The Finnish woman’s words made her sneer.
“You don’t believe that yourself,” he said. “This was 1944. She was at his mercy.”
“Just like today,” said Liisa.
“What do you mean?”
“That doesn’t matter,” she said, putting the pistol into her waistband. “It’s just as well that you disappear from the house.”
“Never!” screamed Birgitta.
“Calm down, Birgitta. He goes away, everything is forgotten and remains like before, that is, false and depressing. Bertram gets his prize and his glory. You can wallpaper the whole house with money if you want.”
“Don’t mock me! This thief and liar can create scandal just to get at Daddy. He wants to create scandal! He hates us!”
“No, I just want to disappear,” said Karsten.
“He hates us,” repeated Birgitta. “He hates us because we have a big, fine house, a name, because Bertram is appreciated.”
“I don’t want to see you anymore,” said Karsten, but the words made no impression on her.
He took a few steps closer to the exit. Birgitta raised the spear.
“You hate us simply because your mother fucked my father. She wanted to! But then she was ashamed. That was it, wasn’t it? She was ashamed of her sanctimonious father.”
He shook his head. He didn’t want to hear more, he didn’t want to see her. Yes, he hated Bertram von Ohler and he hated her. He hated the whole lot!
“Go to hell,” he said softly.
Liisa took a few quick steps toward them both and raised her hands in an attempt to calm the situation down.
“You and your rapist father!”
“Stop! Liisa, he’s lying! He’s mocking us!”
“I think you know more than you’re letting on,” Karsten continued. “But here secrets, dirtiness, and violence are preserved as family relics.”
“Shoot him!”
“Calm down, damn it! He means nothing to you, to us. You know that. He disappears and then it will be calm. He takes the money and leaves. He isn’t interested in anything else.”
Karsten suddenly smiled.
“I’m going to Africa in four days,” he said.
“There you are,” said Liisa.
“He’s bluffing,” said Birgitta. “Don’t you see that he wants to harm us?”
“You are the most fucked-up bitch I have ever met,” said Karsten with emphasis.
“Don’t talk a lot of shit now,” she said, but he did not let himself be stopped.

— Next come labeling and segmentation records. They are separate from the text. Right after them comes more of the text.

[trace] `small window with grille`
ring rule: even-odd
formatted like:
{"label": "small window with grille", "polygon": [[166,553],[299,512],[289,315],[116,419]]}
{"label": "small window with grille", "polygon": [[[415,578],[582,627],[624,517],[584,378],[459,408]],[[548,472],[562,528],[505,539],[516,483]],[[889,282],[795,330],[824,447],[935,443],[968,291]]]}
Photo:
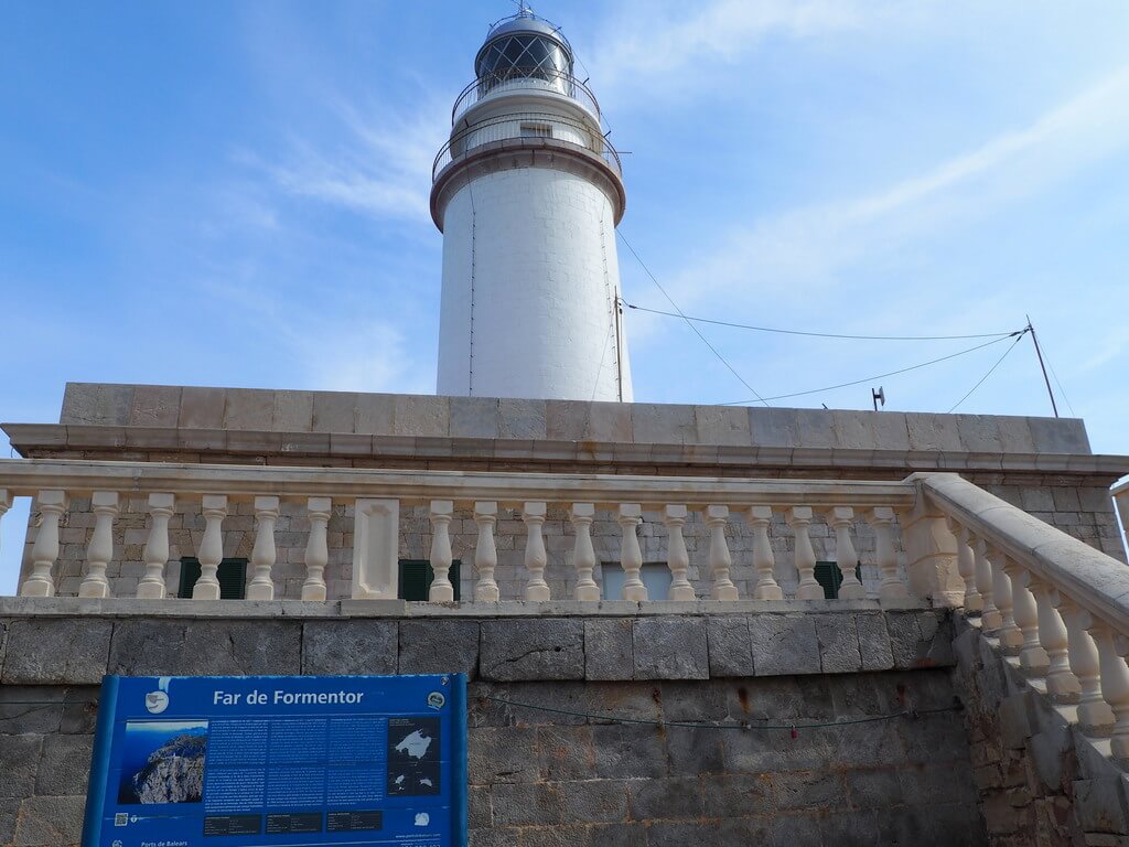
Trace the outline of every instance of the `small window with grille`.
{"label": "small window with grille", "polygon": [[[185,556],[181,559],[181,585],[176,596],[190,599],[192,588],[200,578],[200,559]],[[219,579],[220,600],[244,600],[247,596],[247,560],[224,559],[216,571]]]}
{"label": "small window with grille", "polygon": [[[601,565],[603,574],[604,600],[619,600],[623,592],[627,575],[618,561],[605,561]],[[639,568],[639,579],[647,586],[648,600],[666,600],[671,590],[671,569],[665,561],[644,562]]]}
{"label": "small window with grille", "polygon": [[[823,596],[828,600],[839,599],[839,587],[843,584],[843,575],[839,573],[839,565],[833,561],[815,562],[815,582],[823,586]],[[861,580],[858,566],[855,567],[855,576]]]}
{"label": "small window with grille", "polygon": [[553,128],[548,123],[523,123],[522,138],[552,138]]}
{"label": "small window with grille", "polygon": [[[455,602],[458,602],[460,586],[458,573],[462,569],[462,561],[455,559],[450,562],[450,570],[447,578],[455,590]],[[427,601],[431,591],[431,583],[435,582],[435,570],[427,559],[401,559],[400,560],[400,599],[423,602]]]}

“You don’t believe in a dead woman’s story, but ask her sister, she must know the whole story.”
“She doesn’t know a thing, she was a child in 1944,” said Birgitta, now considerably calmer, as if Liisa’s comment had placated her.
“Not even about the abortion?” It came out of him.
“What abortion?”
“Anna got pregnant. Down here,” he said, pointing at the bed. “And down here your grandfather performed the abortion and your amazing daddy assisted. An intervention that she never would have accepted if she had known what it meant. Confused and afraid as she was she thought that the professor was only going to examine her, but she was drugged and they took the fetus from her. I know that it sounds completely improbable but that’s what happened.”